Japanese Dictionary for Windows

The JMDict Project (or its predecessors, I have fond memories of JWPCE) has been helping Japanese learners in many ways for many years. EDict or its multlingual offspring JMDict are Japanese dictionaries now stored in large XML-files all available to everybody under free licenses (but unfortunately the share-alike clauses of non-English data sets differ). Most of the free dictionary apps you can find for learning Japanese are to some extent based on that data. The project has been and is so useful you probably cannot give them enough credit. I use the data for experimenting on different platforms - it is a considerable amount of data but manageable and a down to earth interface for a dictionary is not too tedious.

I would like to discourage anybody from attempts to get into programming for Windows by going it alone with Win32. It is a bad choice both for writing apps and for users - you waste a lot of time looking up and coding stuff that will eventually look dated or be lacking functionality people came to expect in the last two decades. I started from scratch with MFC after accepting that Win32 just won't let any signals leave an edit box while the focus is inside. I simply wanted the enter key to trigger a search so users don't need to reach for their mouse everytime, but no. Just no. Stackoverflow knows of wild and rigid hacks from back in the day that seemed to have worked for some in the past, but not for me.

With MFC you are fine just clicking stuff on property windows most of the times and customary behaviour is mostly default. The remaining issues that you have to research and hard-code are doable, just so much better than Win32. However the actual code is so full of opaque boiler-plate it's really not worth showing anybody. So much for the interface.
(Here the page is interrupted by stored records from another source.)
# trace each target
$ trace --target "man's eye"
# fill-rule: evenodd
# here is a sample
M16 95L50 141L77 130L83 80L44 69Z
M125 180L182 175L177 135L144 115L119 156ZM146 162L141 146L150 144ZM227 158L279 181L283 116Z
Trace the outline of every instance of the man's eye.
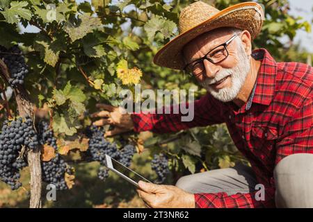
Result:
M224 56L224 50L223 49L219 49L219 50L217 50L217 51L213 52L212 53L211 53L211 57L214 57L214 58L218 58L222 56Z

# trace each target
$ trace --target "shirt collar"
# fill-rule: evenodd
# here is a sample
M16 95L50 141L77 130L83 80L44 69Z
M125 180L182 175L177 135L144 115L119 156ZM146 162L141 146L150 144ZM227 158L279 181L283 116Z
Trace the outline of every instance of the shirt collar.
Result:
M263 54L263 60L257 76L256 88L252 103L268 105L274 96L276 78L276 62L265 49L253 51L252 56L259 60Z

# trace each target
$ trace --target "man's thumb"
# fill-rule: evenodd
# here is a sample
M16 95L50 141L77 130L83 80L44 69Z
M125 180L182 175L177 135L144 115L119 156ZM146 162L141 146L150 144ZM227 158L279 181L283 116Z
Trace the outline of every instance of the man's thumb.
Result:
M156 193L160 188L160 185L145 182L142 180L140 180L138 185L140 189L147 193Z

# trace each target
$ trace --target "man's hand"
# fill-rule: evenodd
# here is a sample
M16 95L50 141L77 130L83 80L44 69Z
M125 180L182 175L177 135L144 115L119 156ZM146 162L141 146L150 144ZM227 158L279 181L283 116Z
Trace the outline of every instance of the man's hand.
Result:
M123 114L120 110L122 108L103 103L97 104L96 107L104 110L97 112L91 114L91 117L102 118L93 122L93 124L97 126L108 124L115 126L113 130L106 131L104 136L113 136L133 130L134 122L131 119L131 114L126 113L126 112Z
M195 208L195 197L175 186L139 181L137 192L149 207Z

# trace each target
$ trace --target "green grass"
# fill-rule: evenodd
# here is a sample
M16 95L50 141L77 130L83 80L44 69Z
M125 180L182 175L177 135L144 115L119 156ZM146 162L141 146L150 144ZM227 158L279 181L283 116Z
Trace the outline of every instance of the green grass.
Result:
M149 151L136 154L131 167L136 172L153 180L156 176L151 170ZM75 185L67 191L58 191L56 201L46 200L45 185L42 189L44 207L142 207L143 203L138 197L136 188L113 172L109 172L106 181L97 176L99 165L97 162L83 163L75 167ZM10 191L0 182L0 207L28 207L29 201L29 173L27 169L21 173L24 188Z

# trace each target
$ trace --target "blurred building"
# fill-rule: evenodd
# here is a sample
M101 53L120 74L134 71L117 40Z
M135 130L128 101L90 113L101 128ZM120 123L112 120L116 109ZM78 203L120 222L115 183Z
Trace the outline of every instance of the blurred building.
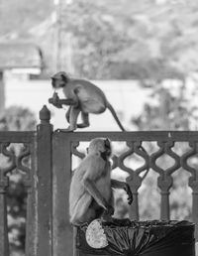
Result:
M65 120L65 111L68 107L57 109L49 104L49 98L53 93L50 79L22 80L6 73L5 82L6 107L12 105L28 107L35 112L39 121L39 111L46 104L51 112L51 123L55 129L68 126ZM132 117L136 117L143 112L144 103L148 100L150 89L143 88L134 80L95 80L93 82L105 92L123 125L126 128L133 129ZM58 91L58 94L60 98L63 97L61 90ZM100 115L90 115L90 123L91 126L83 129L83 131L120 130L109 110Z
M0 114L5 107L5 75L29 79L39 75L43 67L41 49L31 43L0 43Z

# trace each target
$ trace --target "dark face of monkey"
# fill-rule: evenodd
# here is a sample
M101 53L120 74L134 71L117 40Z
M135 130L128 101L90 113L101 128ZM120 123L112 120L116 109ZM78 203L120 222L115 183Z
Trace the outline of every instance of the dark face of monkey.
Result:
M100 156L105 161L111 156L111 142L109 139L93 139L89 145L88 152L100 153Z
M63 71L55 73L50 78L51 85L54 89L62 88L68 82L68 75Z

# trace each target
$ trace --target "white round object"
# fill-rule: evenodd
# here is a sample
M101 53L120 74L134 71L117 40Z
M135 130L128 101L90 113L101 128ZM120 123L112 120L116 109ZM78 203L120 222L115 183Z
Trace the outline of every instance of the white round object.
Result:
M92 248L100 249L108 245L107 236L98 218L88 225L85 235L88 245Z

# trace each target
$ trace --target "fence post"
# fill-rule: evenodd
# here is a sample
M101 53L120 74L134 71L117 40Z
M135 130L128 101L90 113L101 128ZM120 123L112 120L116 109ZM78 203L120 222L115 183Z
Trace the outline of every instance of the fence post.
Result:
M3 180L2 180L3 179ZM6 188L8 178L0 170L0 255L9 256Z
M38 256L51 256L51 134L50 112L45 105L38 125Z

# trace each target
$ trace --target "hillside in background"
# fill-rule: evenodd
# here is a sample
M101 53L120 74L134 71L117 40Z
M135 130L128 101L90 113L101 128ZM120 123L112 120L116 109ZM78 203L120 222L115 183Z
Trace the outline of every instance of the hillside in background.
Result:
M160 81L197 71L198 1L73 0L55 10L52 1L7 0L1 14L0 39L40 45L47 72Z

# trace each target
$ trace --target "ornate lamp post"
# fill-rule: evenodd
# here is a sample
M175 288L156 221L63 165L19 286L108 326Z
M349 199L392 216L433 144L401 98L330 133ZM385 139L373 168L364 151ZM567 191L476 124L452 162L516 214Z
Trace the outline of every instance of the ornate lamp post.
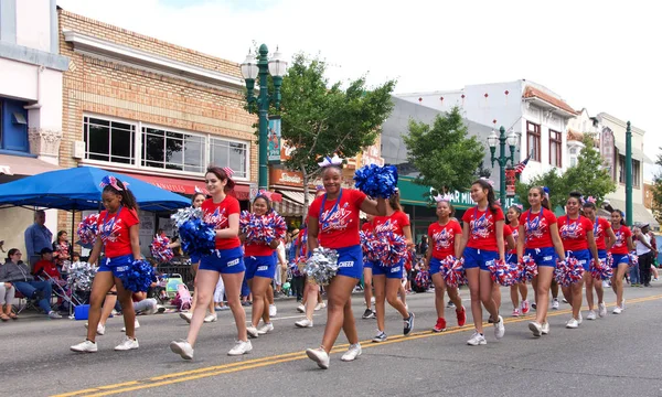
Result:
M246 55L246 60L242 63L242 76L246 81L246 100L248 101L248 110L253 112L252 106L257 104L259 118L259 172L257 176L258 189L268 189L268 169L267 169L267 133L269 126L269 104L274 104L276 108L280 107L280 85L282 76L287 72L287 62L282 60L282 55L276 52L271 58L267 58L269 49L266 44L259 46L259 56L256 58L250 52ZM259 75L259 94L254 96L255 78ZM274 95L268 92L268 75L271 75L274 81Z
M510 147L510 157L505 155L505 143ZM494 154L496 152L496 143L499 143L499 158L495 158ZM511 167L515 164L515 144L517 143L517 136L511 131L511 133L505 136L505 128L501 126L499 129L499 136L496 132L492 130L492 133L488 137L488 144L490 146L490 154L492 160L492 167L494 167L494 161L499 162L499 196L501 198L501 206L505 211L505 168L508 162L510 161Z

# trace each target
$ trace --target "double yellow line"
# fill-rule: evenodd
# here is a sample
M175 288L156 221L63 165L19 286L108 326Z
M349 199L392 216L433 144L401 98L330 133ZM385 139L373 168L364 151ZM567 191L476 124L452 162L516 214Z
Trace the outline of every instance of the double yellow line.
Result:
M662 299L662 294L645 297L645 298L630 299L630 300L628 300L628 304L647 302L647 301L659 300L659 299ZM567 314L570 311L572 310L568 310L568 309L559 310L559 311L549 312L548 315L549 316L562 315L562 314ZM514 319L506 319L506 320L504 320L504 322L505 323L516 323L516 322L530 321L531 319L532 319L531 316L514 318ZM444 336L444 335L455 334L455 333L459 333L459 332L467 332L467 331L473 331L473 328L465 326L465 328L460 329L460 328L455 326L455 328L447 330L446 332L440 332L440 333L431 333L430 331L421 331L421 332L413 333L408 336L403 336L403 335L393 336L393 337L389 337L387 341L381 342L381 343L370 343L370 341L362 341L361 347L362 348L371 348L371 347L383 346L383 345L392 344L392 343L407 342L407 341L419 340L419 339L424 339L424 337ZM338 344L333 347L331 353L343 352L348 347L349 347L349 344ZM166 375L154 376L154 377L141 379L141 380L131 380L131 382L125 382L125 383L119 383L119 384L98 386L98 387L87 388L87 389L83 389L83 390L56 395L55 397L109 396L109 395L119 394L119 393L127 393L127 391L135 391L135 390L140 390L140 389L152 388L152 387L173 385L173 384L178 384L178 383L182 383L182 382L195 380L195 379L201 379L201 378L205 378L205 377L210 377L210 376L216 376L216 375L231 374L231 373L241 372L241 371L260 368L260 367L265 367L265 366L271 366L271 365L276 365L276 364L280 364L280 363L288 363L288 362L305 360L305 358L308 358L308 357L306 356L306 354L303 352L292 352L292 353L273 355L273 356L267 356L267 357L261 357L261 358L247 360L247 361L243 361L239 363L214 365L214 366L209 366L209 367L203 367L203 368L197 368L197 369L192 369L192 371L166 374Z

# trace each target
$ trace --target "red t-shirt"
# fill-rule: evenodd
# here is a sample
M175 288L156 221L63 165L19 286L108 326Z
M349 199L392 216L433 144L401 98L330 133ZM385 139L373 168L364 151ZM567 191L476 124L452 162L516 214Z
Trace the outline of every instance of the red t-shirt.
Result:
M213 198L207 198L202 203L204 222L213 224L214 229L222 230L228 228L228 218L232 214L239 214L239 202L229 195L226 195L221 203L214 203ZM216 238L216 249L231 249L242 245L239 237Z
M375 233L393 232L398 236L404 236L404 227L409 226L409 217L402 211L396 211L389 216L375 216L373 221L373 230Z
M526 248L548 248L554 247L552 243L552 234L549 226L556 223L556 215L547 208L541 208L542 214L531 213L527 210L522 216L520 216L520 225L524 225L525 247Z
M134 254L129 228L139 223L136 210L122 206L119 213L116 214L108 214L105 210L102 211L97 221L98 236L106 246L107 258Z
M478 206L465 211L462 221L469 225L469 243L467 247L495 251L496 246L496 222L503 221L503 211L496 207L496 213L490 208L478 211Z
M324 248L352 247L361 243L359 212L366 195L354 189L343 189L341 192L340 203L338 200L324 200L327 195L323 194L308 210L308 216L318 222L318 242Z
M611 223L605 218L596 217L594 224L594 238L597 249L607 249L607 230L611 228Z
M455 256L456 236L462 234L460 223L450 219L444 226L439 222L435 222L428 227L428 238L433 245L433 257L444 260L449 255Z
M628 254L628 237L632 236L630 228L628 226L620 226L619 228L613 229L613 234L616 235L616 243L613 243L609 251L619 255Z
M592 229L590 219L581 215L576 219L570 219L567 215L564 215L558 218L557 223L564 250L588 249L586 234Z

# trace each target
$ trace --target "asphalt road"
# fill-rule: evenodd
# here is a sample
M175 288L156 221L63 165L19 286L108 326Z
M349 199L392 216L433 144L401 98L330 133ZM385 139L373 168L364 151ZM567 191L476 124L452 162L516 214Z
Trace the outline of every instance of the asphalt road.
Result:
M362 296L354 296L354 314L363 355L343 363L344 335L322 371L303 350L321 342L325 310L316 312L314 328L296 329L301 318L292 300L278 302L275 331L253 340L253 352L226 355L235 328L229 312L204 324L195 358L185 362L170 352L171 340L184 337L188 325L177 314L140 316L140 348L114 352L122 334L121 319L110 319L99 352L74 354L68 346L85 337L84 322L25 316L0 323L0 395L6 396L662 396L662 362L656 335L662 329L662 282L627 288L627 310L566 330L569 305L551 311L551 334L534 339L530 318L510 318L509 294L502 289L505 337L496 342L485 328L488 344L466 345L472 326L429 330L436 321L434 294L412 294L415 331L402 337L402 321L387 309L385 343L369 342L375 320L360 319ZM468 291L462 291L468 299ZM615 296L606 299L611 309ZM466 302L468 307L469 302ZM248 310L249 311L249 310ZM484 314L487 319L487 313ZM586 315L586 313L585 313ZM449 326L455 312L447 309Z

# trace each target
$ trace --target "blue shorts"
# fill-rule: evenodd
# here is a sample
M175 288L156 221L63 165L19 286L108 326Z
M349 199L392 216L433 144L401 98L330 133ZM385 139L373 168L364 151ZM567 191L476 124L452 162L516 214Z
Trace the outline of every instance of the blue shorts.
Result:
M566 251L566 258L575 258L581 265L584 270L588 271L590 267L590 251L588 249L580 249L578 251Z
M223 275L233 275L246 270L244 266L244 249L239 246L229 249L218 249L216 255L202 257L199 270L214 270Z
M430 258L430 277L441 271L441 259Z
M338 253L337 275L360 279L363 276L363 249L361 245L356 244L355 246L334 249Z
M386 276L387 279L389 278L394 278L394 279L402 279L403 278L403 269L405 265L405 260L401 260L397 265L393 265L393 266L382 266L378 264L375 264L375 266L373 266L373 277L374 276Z
M557 256L554 247L526 248L524 255L532 257L537 266L556 267Z
M273 255L245 257L244 264L246 265L246 280L254 277L273 279L276 275L276 260Z
M611 258L613 258L613 264L611 264L611 268L616 269L620 264L630 265L630 257L628 254L611 254Z
M488 265L499 259L499 251L490 251L478 248L465 248L465 269L476 269L489 271Z
M113 271L113 276L121 278L125 272L131 268L134 255L122 255L115 258L107 258L97 271Z

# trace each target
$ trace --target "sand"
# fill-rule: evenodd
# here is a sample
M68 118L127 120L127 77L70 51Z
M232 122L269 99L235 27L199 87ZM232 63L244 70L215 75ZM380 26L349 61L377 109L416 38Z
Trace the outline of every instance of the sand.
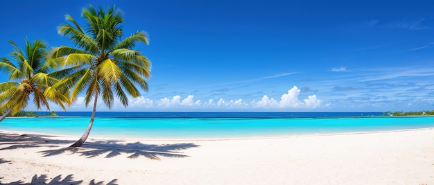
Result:
M91 134L75 150L62 148L78 137L22 134L0 132L3 184L434 184L434 129L215 141Z

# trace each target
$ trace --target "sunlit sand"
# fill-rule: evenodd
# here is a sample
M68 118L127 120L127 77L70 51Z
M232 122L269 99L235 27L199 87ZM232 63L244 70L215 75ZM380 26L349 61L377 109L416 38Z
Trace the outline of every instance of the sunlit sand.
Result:
M91 136L76 149L64 148L76 138L1 133L3 184L59 175L54 180L73 184L434 183L434 129L225 140Z

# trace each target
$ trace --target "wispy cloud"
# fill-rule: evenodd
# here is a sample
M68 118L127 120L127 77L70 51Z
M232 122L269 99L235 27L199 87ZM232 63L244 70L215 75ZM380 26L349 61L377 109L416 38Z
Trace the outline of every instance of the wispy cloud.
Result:
M434 43L430 43L428 45L423 46L421 46L421 47L414 48L414 49L410 49L410 50L408 50L407 51L417 51L417 50L421 50L421 49L430 49L430 48L432 48L433 46L434 46Z
M284 76L287 76L297 74L297 73L298 73L297 72L284 73L276 74L276 75L273 75L273 76L264 76L264 77L261 77L261 78L254 78L254 79L250 79L250 80L245 80L236 81L236 82L227 82L227 83L214 84L214 85L205 85L205 86L202 86L200 87L214 87L214 86L226 85L233 85L233 84L252 82L259 81L259 80L265 80L265 79L270 79L270 78L275 78L284 77Z
M409 30L424 30L429 29L431 28L424 26L423 21L425 18L422 18L418 20L408 20L403 19L401 21L397 21L388 24L387 27L399 28Z
M345 67L333 67L332 68L330 71L333 71L333 72L342 72L342 71L347 71L347 68L345 68Z

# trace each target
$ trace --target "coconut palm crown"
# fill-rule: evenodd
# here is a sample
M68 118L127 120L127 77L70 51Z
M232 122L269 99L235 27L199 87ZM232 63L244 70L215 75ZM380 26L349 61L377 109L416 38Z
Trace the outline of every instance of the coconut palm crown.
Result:
M124 107L128 105L128 95L140 96L148 91L145 79L150 78L150 62L133 48L137 42L148 44L144 31L138 31L121 39L123 19L115 7L105 12L92 6L82 11L86 26L83 28L69 15L67 24L58 28L61 36L69 37L75 47L62 46L51 50L50 57L60 60L64 69L56 73L64 79L55 88L71 89L71 101L85 94L86 106L94 100L92 115L83 136L71 147L81 146L87 139L95 118L97 100L102 96L104 103L111 108L118 98ZM63 89L66 88L66 89Z
M26 39L23 51L14 42L9 42L14 47L10 55L16 62L14 64L6 57L0 58L0 70L9 75L9 81L0 83L0 110L6 110L0 121L8 114L13 116L24 109L31 95L38 109L44 106L49 109L49 101L65 109L64 104L69 103L69 93L67 89L56 91L51 88L59 80L49 73L56 65L46 61L45 44L39 39L29 42Z

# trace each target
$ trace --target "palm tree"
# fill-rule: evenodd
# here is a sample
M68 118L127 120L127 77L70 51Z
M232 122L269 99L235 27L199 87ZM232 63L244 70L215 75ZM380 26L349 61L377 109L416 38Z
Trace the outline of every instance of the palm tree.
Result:
M147 91L145 78L150 76L150 62L139 51L132 49L137 42L148 44L144 31L138 31L121 39L123 35L121 24L123 19L114 6L109 7L106 12L101 7L97 11L89 6L83 10L82 17L86 22L85 29L69 15L65 16L69 24L58 28L59 35L69 37L76 47L62 46L53 49L50 53L51 58L60 59L65 67L56 74L64 78L59 84L66 85L64 88L71 89L71 101L76 100L82 92L85 93L86 107L94 100L92 114L86 131L70 147L80 147L87 139L100 95L109 108L113 105L115 96L126 107L127 94L135 98L140 96L139 89Z
M49 73L56 65L55 62L46 62L45 44L39 39L30 43L26 39L26 49L21 51L12 41L9 42L14 46L10 55L17 65L6 57L0 58L0 70L10 75L10 81L0 83L0 110L6 111L0 121L7 115L14 115L24 109L31 95L38 109L42 106L49 109L49 100L65 109L64 103L69 103L69 92L51 88L59 80Z

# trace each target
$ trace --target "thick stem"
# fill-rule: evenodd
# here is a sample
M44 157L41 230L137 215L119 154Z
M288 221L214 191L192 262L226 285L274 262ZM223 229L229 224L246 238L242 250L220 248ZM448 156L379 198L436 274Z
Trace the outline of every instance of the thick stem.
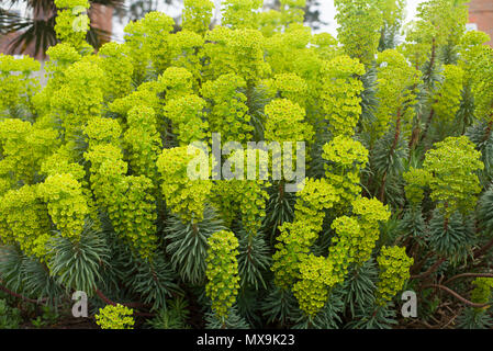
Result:
M482 308L482 307L486 307L486 306L491 306L491 305L492 305L491 303L488 303L488 304L477 304L477 303L473 303L473 302L467 299L466 297L460 296L458 293L456 293L456 292L452 291L451 288L449 288L449 287L447 287L447 286L444 286L444 285L440 285L440 284L429 284L429 285L423 286L423 288L426 288L426 287L437 287L437 288L440 288L440 290L442 290L442 291L449 293L450 295L452 295L452 296L456 297L457 299L461 301L461 302L464 303L466 305L471 306L471 307Z
M395 152L395 148L397 147L399 137L401 135L401 107L397 110L397 120L395 121L395 134L394 134L394 140L392 141L392 147L390 148L389 156L392 157L392 155ZM382 185L380 188L380 201L383 202L385 197L385 183L386 183L386 176L388 171L383 173L382 178Z

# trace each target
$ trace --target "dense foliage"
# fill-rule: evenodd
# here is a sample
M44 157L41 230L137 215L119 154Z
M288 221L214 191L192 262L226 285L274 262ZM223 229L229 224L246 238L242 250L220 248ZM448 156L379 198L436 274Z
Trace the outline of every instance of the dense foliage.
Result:
M225 0L212 29L186 0L181 31L152 12L93 53L89 2L55 0L46 86L0 55L2 290L83 291L101 328L491 327L493 50L464 2L402 38L404 1L336 0L336 39L305 0ZM227 157L262 140L304 143L296 192L274 150L267 179Z

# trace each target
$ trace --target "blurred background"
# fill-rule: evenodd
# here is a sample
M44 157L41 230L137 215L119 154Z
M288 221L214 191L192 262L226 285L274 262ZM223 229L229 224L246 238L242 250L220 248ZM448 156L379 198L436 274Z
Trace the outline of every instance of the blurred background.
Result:
M214 23L221 22L220 3L214 0ZM407 0L406 22L416 15L416 7L424 0ZM109 41L123 42L123 29L128 21L143 18L150 11L163 11L175 18L180 29L182 0L91 0L89 43L98 48ZM480 30L493 37L493 0L471 0L468 29ZM279 0L266 0L265 9L276 9ZM42 63L46 49L56 44L54 0L0 0L0 53L29 55ZM333 0L307 0L305 24L315 33L337 35ZM490 45L493 43L490 42Z

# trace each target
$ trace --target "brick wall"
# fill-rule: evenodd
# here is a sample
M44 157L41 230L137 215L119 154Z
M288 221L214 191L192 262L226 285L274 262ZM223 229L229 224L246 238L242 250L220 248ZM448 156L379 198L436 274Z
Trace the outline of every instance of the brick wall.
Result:
M478 26L478 31L490 34L493 46L493 0L471 0L469 2L469 23Z

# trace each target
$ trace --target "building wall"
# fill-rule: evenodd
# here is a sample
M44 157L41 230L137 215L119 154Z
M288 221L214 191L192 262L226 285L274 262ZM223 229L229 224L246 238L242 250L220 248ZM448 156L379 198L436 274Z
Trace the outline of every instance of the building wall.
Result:
M469 23L471 27L488 33L492 38L488 44L493 46L493 0L471 0Z

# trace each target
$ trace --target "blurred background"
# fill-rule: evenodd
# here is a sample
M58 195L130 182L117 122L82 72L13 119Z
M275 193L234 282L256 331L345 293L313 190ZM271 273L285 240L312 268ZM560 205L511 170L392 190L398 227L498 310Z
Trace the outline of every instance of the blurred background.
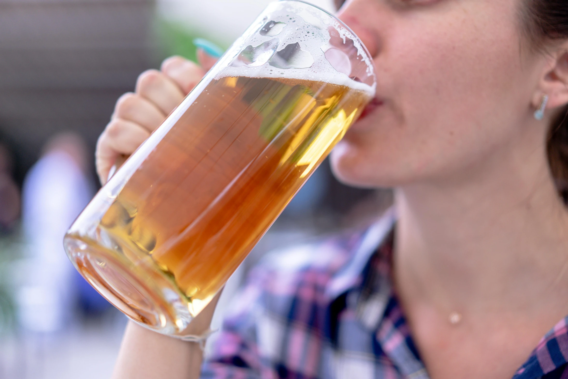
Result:
M99 188L97 139L141 72L194 59L195 38L226 48L268 2L0 0L0 378L110 377L126 318L61 244ZM340 184L325 163L231 278L214 322L267 251L357 227L390 201Z

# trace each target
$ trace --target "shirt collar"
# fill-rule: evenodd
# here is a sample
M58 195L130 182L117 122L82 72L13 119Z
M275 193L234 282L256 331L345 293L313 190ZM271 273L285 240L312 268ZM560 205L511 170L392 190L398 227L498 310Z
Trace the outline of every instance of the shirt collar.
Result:
M328 298L336 298L361 284L365 267L392 231L396 218L394 209L390 208L367 230L351 259L330 280L325 290Z

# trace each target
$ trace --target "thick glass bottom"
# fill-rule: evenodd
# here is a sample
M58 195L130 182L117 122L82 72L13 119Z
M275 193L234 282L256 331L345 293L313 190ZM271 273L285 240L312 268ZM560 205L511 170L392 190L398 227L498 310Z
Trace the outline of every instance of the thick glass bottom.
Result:
M117 252L88 238L68 235L64 244L72 262L103 297L133 320L163 334L181 335L196 315L172 278L149 256ZM128 256L136 256L135 263Z

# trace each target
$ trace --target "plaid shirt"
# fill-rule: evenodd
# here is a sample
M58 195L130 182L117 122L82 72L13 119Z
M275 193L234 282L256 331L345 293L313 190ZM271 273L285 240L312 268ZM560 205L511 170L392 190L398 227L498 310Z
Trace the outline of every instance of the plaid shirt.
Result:
M364 232L270 255L202 378L427 379L390 281L394 212ZM513 379L568 379L568 317Z

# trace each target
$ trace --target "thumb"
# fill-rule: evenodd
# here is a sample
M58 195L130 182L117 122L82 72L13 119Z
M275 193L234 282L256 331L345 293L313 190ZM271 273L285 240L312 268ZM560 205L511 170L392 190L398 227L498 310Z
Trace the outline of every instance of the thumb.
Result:
M223 49L214 43L203 38L196 38L193 43L197 47L197 60L206 70L211 69L223 55Z

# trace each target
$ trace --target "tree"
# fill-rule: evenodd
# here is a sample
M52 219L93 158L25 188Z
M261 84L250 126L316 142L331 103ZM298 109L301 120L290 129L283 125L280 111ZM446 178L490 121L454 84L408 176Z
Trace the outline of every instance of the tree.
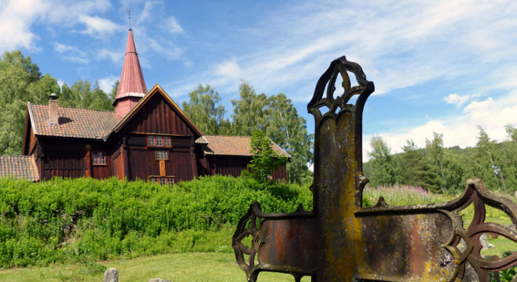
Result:
M43 77L30 56L20 51L0 58L0 155L19 155L26 122L27 102L42 103L52 92L59 93L57 80Z
M242 82L239 89L241 99L231 101L234 134L250 136L256 130L265 131L267 124L263 120L267 97L264 94L256 95L255 90L246 81Z
M444 148L443 134L433 132L432 140L425 140L425 150L432 169L440 178L440 189L434 192L449 193L465 188L466 179L461 159L454 158L450 150Z
M194 124L204 134L227 133L224 123L225 108L218 105L221 102L219 93L209 85L203 87L201 83L189 93L188 102L183 102L183 110ZM220 130L221 124L223 129Z
M62 98L59 100L59 106L72 108L97 109L101 111L112 111L112 100L108 94L95 84L88 80L79 78L71 86L63 83L61 86Z
M391 149L383 138L374 136L370 140L372 152L368 152L372 162L372 186L392 186L402 184L400 163L391 154Z
M501 185L506 190L504 179L500 175L500 171L493 170L496 165L499 166L500 169L504 168L500 160L497 160L497 164L496 164L496 155L498 153L496 149L496 142L490 139L484 128L478 126L478 129L479 133L478 133L478 142L476 144L476 148L478 149L476 154L478 171L485 180L487 186L497 187ZM507 132L508 132L508 127L507 127ZM492 173L496 174L496 177L495 178L497 180L493 177ZM500 183L498 183L500 182Z
M406 145L402 149L404 184L427 191L439 191L440 179L432 169L430 162L424 158L423 150L418 149L411 139L406 140Z
M301 184L311 175L307 164L312 162L312 142L305 120L281 93L267 98L265 113L266 135L292 157L287 165L290 181Z
M251 175L263 185L267 186L272 184L271 175L273 172L285 164L287 158L279 155L273 151L271 140L260 131L252 133L250 145L253 154L252 160L248 164L251 170Z

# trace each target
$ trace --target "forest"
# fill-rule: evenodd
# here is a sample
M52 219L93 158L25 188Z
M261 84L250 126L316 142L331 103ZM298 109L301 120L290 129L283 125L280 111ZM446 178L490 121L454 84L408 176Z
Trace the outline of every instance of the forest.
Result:
M446 148L443 135L434 133L425 147L418 148L408 140L400 153L379 136L370 140L369 160L364 164L369 185L390 186L405 184L442 194L463 191L467 180L482 178L485 186L513 195L517 188L517 129L505 127L508 140L491 140L485 129L478 127L474 147Z
M0 155L21 153L27 102L45 105L54 92L61 97L61 107L112 111L117 88L118 82L105 93L97 82L81 79L59 85L50 74L42 75L30 56L20 51L5 52L0 58ZM291 100L281 93L257 94L246 81L239 86L239 97L231 100L228 111L214 87L200 83L181 107L206 135L263 132L292 157L287 162L290 181L310 182L307 164L313 161L313 136ZM364 173L370 186L409 185L444 194L461 191L467 180L480 177L489 190L513 195L517 187L517 129L508 124L506 131L507 140L498 141L479 127L476 145L465 149L445 147L443 134L434 133L425 147L408 140L403 152L394 154L381 137L375 136Z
As for data structure, C++ has a collection called standard multimap. It allows multiple values (a word can have many meanings) and enables fast binary searches as it sorts itself as you build it. Essentially it compares sizes (>=, ==, etc.) - I understand how you can say B is bigger than A, but how did they decide which Kanji is small or big? Anyway, in the end you can search for complete matches and words that start with what you are looking for (just traverse the next biggest as long as they have the same beginning) and that's good enough. There is one multimap that relates unique id numbers as keys to the corresponding words as values, and one for each language that relates words as keys to their id numbers as values.

Messing with character sets can be so painful- I wish I had found the /utf-8 setting for Visual Studio right away. It does all the job. Use nothing but UTF-8. Converting the XML to a big multimap is not really that hard: With Notepad++ you search and replace tags (and clean out or escape ";" and the like..") until you have your code and delete everything you don't need. But for eliminating blank lines the file was too big for my machine, I had to delete them gradually (replace every 6 consecutive blank lines with 5, then every 5 with 4 etc.).

Then you have a giant file in your project and that is an issue in more than one way: If you have a Windows7 32bit (that is max 4GB RAM) machine that runs out of memory when compiling you might want to "enable 3gb" (command prompt as admin: bcdedit /set IncreaseUserVa 3072, then reboot). But don't forget to disable after you're done (bcdedit /deletevalue IncreaseUserVa, again reboot).

In Visual Studio, switch on /bigobj. If necessary, have the patience to slice your multimap building code file in halves and manage the references, over and over again, until it compiles.

Building the .exe does take quite a while, but the bottom line is that it still can be done with relative ease. C++ scales amazingly well. By contrast JAVA IDE's won't even look at files that size.

App Screenshot
Download the App Sorry for the inconvenience, but when looking for an English verb you have to include the "to " in the beginning ("do" will not yield "to do"). For desktop I somehow like this one better than the JAVA/SQLite app that I made as well. It's nice to have single .exe and no setup or working directory etc.. It starts within 3 seconds on my machine and the results pop up so fast you don't really have to worry about multi-threading. The downside is that you cannot look for stuff in the middle or at the end of a word and that makes taking a look at SQL worth while.